Um close na mão tremula. O olhar desfocado. Tossidos e arrotos. Os focos em pontos específicos de sua fisionomia causam estranheza, como se documentasse menos um homem e mais uma criatura. Entre grunhidos e coceiras, um monstro. E, no consenso geral, é mesmo e essa criatura atende pelo nome de Issei Sagawa, um japonês que, em 1981, assassinou e devorou uma mulher chamada Renée Hartevelt. Os motivos: um desejo sexual que deu lugar à obsessão, que veio com a necessidade animalesca de devorá-la. Issei foi julgado e considerado insano perante a lei, sendo por esse motivo solto eventualmente. Sem conseguir empregos devido ao terrível ato que cometeu, ele ganha a vida justamente em cima do ato que cometeu, participando de documentários, programas de TV, filmes e até escrevendo livros e mangás sobre o crime. Para o que muitos seria uma revoltante recompensa, para Sagawa é uma condenação eterna. Isso não é, no entanto, uma tentativa de humanizar ou exigir simpatia para este assassino, e nem Caniba, o documentário vencedor do Prêmio Especial do Júri no Festival de Veneza.


"Não posso explicar, é apenas minha fantasia". "Eu quero ser comido por Renée. Eu sei que isso soa louco". "Eu queria ter sido obediente". São esses tipos de frase que permeiam toda a projeção, na qual repulsa, ódio e pena se confundem. As declarações de Sagawa acabam elevando Caniba à mais que um relato de um caso específico e macabro. É a luta do homem contra seus desejos mais primais. A aversão de Issei pelos atos que cometeu é clara, assim como sua incontrolável e repulsiva fome.
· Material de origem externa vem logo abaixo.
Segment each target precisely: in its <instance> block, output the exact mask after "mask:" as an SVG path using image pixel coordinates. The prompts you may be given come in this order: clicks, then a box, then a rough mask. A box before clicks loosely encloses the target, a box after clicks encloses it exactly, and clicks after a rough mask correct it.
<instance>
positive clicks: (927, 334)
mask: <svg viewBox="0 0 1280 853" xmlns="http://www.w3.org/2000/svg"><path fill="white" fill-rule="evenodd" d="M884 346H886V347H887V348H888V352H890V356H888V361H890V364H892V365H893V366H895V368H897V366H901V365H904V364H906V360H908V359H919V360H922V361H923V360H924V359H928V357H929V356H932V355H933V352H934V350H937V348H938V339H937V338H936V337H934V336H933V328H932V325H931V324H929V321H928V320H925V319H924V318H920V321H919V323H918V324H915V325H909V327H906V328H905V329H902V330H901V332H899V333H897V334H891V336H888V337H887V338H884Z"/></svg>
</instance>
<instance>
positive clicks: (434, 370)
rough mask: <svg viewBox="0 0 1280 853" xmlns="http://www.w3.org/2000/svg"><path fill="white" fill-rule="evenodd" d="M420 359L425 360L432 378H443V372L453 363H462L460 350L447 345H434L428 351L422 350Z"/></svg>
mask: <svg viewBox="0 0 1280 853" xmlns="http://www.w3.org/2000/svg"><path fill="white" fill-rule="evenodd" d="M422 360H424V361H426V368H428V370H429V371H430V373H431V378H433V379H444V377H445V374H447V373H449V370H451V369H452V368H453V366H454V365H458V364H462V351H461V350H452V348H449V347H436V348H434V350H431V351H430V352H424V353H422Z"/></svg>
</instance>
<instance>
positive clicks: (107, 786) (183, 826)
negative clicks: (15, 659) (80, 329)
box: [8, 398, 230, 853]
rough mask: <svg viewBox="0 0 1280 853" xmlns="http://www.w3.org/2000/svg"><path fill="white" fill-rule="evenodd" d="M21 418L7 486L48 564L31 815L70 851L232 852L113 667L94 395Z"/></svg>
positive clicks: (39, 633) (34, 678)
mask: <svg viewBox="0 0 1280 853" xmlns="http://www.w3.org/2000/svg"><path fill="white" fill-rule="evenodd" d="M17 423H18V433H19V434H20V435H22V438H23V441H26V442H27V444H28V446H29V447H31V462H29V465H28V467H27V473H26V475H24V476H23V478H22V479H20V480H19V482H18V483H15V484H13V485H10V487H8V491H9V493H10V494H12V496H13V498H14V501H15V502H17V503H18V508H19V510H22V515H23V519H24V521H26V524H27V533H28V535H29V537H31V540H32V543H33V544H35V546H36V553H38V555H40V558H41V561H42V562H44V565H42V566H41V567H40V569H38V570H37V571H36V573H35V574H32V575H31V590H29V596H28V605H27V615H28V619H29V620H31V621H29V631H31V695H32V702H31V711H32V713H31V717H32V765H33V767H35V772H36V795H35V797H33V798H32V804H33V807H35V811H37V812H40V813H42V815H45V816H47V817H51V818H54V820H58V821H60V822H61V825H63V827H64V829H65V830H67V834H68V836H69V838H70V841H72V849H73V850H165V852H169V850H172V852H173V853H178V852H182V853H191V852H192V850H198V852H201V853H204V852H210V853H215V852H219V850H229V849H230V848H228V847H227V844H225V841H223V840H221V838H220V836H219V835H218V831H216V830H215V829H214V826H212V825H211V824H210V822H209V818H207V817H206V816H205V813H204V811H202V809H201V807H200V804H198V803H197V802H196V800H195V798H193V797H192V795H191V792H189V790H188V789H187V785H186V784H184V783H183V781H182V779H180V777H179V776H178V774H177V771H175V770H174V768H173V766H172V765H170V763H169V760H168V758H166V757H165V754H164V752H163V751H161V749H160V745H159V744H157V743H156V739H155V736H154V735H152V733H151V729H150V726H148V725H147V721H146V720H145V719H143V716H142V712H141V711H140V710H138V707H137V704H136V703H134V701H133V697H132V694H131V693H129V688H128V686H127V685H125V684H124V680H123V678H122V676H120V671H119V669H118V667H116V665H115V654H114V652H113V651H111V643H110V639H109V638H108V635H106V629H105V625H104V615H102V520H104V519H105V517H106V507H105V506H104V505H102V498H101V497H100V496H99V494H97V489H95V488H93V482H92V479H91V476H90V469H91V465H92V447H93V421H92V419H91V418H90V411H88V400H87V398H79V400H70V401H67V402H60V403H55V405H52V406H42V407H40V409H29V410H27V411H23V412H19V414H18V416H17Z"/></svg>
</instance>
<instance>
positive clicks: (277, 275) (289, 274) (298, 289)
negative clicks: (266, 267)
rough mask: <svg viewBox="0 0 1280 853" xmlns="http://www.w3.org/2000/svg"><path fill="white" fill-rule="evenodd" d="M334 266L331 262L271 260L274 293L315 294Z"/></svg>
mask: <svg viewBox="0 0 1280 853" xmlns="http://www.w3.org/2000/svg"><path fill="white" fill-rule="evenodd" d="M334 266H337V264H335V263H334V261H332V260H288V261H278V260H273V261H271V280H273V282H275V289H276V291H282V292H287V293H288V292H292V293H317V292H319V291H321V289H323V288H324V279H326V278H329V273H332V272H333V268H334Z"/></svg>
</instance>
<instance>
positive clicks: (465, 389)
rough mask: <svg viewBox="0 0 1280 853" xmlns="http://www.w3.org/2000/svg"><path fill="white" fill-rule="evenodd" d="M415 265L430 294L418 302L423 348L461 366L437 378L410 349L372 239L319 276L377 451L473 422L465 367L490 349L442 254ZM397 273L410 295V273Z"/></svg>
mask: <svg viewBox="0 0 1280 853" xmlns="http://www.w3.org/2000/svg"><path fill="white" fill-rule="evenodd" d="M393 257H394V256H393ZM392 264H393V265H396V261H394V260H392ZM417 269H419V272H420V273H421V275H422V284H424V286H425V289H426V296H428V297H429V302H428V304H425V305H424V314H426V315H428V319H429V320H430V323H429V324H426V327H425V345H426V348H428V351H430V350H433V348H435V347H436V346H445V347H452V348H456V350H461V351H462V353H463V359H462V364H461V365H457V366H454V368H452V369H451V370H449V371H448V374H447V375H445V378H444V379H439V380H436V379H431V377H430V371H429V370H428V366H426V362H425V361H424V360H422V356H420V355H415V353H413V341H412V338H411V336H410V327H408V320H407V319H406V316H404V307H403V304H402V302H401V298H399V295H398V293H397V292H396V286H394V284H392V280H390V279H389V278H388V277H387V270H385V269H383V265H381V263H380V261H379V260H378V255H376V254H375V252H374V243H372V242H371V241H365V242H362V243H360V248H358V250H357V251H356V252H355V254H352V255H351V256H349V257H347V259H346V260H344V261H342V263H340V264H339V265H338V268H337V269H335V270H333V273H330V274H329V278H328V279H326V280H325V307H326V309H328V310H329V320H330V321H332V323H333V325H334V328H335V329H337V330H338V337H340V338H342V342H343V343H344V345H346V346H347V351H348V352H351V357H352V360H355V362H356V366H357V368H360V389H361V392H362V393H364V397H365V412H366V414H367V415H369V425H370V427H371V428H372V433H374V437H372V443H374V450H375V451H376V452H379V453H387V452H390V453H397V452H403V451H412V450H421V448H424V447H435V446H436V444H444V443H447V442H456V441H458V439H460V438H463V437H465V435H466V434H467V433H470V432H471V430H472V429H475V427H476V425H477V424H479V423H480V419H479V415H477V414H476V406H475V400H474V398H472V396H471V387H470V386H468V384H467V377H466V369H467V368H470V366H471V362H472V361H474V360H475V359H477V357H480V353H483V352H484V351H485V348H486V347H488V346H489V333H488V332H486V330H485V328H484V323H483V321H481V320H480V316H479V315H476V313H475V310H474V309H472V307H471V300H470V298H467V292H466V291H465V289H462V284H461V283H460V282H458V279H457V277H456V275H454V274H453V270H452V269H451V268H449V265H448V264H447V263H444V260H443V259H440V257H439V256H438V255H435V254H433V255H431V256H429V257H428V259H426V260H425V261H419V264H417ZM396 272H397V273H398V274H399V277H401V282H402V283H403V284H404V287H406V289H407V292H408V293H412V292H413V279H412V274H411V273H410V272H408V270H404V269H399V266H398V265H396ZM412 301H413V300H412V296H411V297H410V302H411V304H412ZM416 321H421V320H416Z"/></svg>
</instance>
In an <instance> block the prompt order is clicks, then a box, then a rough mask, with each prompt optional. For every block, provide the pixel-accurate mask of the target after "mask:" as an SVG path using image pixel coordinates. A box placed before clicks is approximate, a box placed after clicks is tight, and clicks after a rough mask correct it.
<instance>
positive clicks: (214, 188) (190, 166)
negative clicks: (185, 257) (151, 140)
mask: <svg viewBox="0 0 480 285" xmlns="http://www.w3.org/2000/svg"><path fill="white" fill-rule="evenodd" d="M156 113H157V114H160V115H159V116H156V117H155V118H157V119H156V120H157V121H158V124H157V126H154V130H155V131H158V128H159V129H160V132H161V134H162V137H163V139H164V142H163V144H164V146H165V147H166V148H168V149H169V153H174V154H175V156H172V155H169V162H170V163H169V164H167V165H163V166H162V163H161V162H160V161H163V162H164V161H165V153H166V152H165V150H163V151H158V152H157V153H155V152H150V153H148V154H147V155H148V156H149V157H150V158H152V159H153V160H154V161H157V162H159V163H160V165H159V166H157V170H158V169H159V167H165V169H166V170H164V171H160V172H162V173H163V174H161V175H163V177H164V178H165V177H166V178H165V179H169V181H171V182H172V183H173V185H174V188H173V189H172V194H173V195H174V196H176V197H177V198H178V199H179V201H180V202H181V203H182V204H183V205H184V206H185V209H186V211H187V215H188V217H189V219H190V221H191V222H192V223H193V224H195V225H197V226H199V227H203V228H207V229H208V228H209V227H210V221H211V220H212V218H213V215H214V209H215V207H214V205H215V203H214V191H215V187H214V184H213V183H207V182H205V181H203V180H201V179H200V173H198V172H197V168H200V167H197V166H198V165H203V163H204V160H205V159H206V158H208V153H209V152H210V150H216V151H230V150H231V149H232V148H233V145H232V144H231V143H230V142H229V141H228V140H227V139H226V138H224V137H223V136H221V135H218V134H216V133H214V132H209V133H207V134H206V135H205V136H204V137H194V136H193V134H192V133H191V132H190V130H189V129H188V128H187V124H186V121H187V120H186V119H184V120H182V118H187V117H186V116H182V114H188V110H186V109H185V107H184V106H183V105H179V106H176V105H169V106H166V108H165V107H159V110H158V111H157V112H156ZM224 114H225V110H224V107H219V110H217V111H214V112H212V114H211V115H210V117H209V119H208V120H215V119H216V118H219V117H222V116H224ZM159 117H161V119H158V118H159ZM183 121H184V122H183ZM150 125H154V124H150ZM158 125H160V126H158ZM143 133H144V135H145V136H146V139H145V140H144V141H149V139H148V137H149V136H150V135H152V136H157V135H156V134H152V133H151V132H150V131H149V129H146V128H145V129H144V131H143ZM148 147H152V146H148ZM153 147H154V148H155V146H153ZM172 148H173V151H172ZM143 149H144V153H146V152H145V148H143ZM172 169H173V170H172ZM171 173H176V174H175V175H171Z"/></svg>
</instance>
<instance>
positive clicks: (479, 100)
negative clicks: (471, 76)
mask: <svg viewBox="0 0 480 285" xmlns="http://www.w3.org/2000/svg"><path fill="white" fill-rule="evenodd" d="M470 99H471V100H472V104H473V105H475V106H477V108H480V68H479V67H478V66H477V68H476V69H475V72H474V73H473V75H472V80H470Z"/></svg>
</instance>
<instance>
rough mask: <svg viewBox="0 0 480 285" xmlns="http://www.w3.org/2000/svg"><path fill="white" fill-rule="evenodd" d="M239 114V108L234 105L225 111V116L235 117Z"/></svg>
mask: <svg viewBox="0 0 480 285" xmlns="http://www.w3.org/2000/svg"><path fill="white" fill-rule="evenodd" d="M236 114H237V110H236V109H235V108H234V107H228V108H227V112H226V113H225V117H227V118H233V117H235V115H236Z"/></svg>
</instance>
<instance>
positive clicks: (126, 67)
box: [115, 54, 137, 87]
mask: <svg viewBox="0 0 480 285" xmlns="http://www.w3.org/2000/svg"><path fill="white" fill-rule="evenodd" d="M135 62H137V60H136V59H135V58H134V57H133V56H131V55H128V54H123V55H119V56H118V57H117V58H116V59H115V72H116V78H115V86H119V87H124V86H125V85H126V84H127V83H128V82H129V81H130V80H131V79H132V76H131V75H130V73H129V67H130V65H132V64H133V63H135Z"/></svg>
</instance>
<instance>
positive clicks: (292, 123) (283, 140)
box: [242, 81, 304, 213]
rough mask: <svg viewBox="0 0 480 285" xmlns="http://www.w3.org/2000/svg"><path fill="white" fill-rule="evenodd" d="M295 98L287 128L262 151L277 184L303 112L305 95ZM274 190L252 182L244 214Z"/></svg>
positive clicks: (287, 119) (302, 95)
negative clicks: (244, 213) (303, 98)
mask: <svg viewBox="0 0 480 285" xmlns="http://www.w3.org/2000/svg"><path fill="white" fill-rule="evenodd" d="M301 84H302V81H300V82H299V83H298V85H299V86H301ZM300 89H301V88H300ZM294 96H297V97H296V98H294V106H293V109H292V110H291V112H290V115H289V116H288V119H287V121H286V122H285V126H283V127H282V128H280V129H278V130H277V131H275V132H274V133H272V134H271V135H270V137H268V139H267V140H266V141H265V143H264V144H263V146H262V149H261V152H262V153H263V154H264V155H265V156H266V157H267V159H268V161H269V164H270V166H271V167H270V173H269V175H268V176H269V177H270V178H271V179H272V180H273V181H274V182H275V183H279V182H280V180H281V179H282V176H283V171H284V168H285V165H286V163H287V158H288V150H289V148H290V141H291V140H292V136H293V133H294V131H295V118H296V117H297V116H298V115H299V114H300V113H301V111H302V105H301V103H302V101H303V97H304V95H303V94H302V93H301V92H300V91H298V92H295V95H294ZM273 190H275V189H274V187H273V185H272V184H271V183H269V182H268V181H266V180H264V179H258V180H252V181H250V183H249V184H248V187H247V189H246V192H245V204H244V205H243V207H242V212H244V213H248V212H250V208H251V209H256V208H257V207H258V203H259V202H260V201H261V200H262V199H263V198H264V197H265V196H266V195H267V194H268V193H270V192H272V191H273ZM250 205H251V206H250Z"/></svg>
A abordagem adotada pelos documentaristas e ativistas Lucien Castaing Taylor e Verena Paravel é curiosa: transformando a própria pele de Sagawa em algo repulsivo já em seu início, com zooms desconfortáveis, o diretor e a diretora optam por jamais situar o espectador geograficamente, adotando os zooms extremos e desfoque ao fundo durante toda a projeção, intercalando com imagens das produções adultas na qual o japonês participou após seu crime, com imagens de seu também problemático irmão e seus atos de automutilação.


O aspecto gráfico chama atenção em Caniba. O número de pessoas que saíram antes do fim da projeção era grande. Devo admitir que senti um misto de dó e graça do casal ao meu lado, que entrou com comida na mão e quase não tocou nela. Estamos falando de uma produção que possui um homem enrolando arame farpado em seu braço. "Não está divertido ainda", ele diz antes de pegar algumas facas. Sagawa se masturba enquanto uma garota de programa urina em sua face, após uma cena de sexo de um de seus filmes. Em certo momento, nas imagens gráficas do mangá, escrito pelo próprio personagem do documentário, em que ele mutila, devora e faz sexo com o cadáver da garota, ele diz que o cheiro da vagina dela era melhor que em sua fantasia.


Imagens que dificilmente sairão da cabeça daqueles que presenciarem Caniba. O documentário não procura entender menos os motivos do crime ou traçar um perfil psicológico mais objetivo e já explorado deste psicopata. Mantendo seu foco nas conversas entre os irmãos, que mencionam gostar, ironicamente, de Disney, o que vemos então é o cotidiano desfocado, mas íntimo de um monstro e a sua relação fraterna. Nesses relatos, tão próximos de nós, é quase encontrada a humanidade. É este o caminho que Caniba parece estar sempre tentado a cruzar, a do aproximamento que é impedido pelos atos monstruosos de seu protagonista, que são esfregados de forma íntima e artística na face da audiência.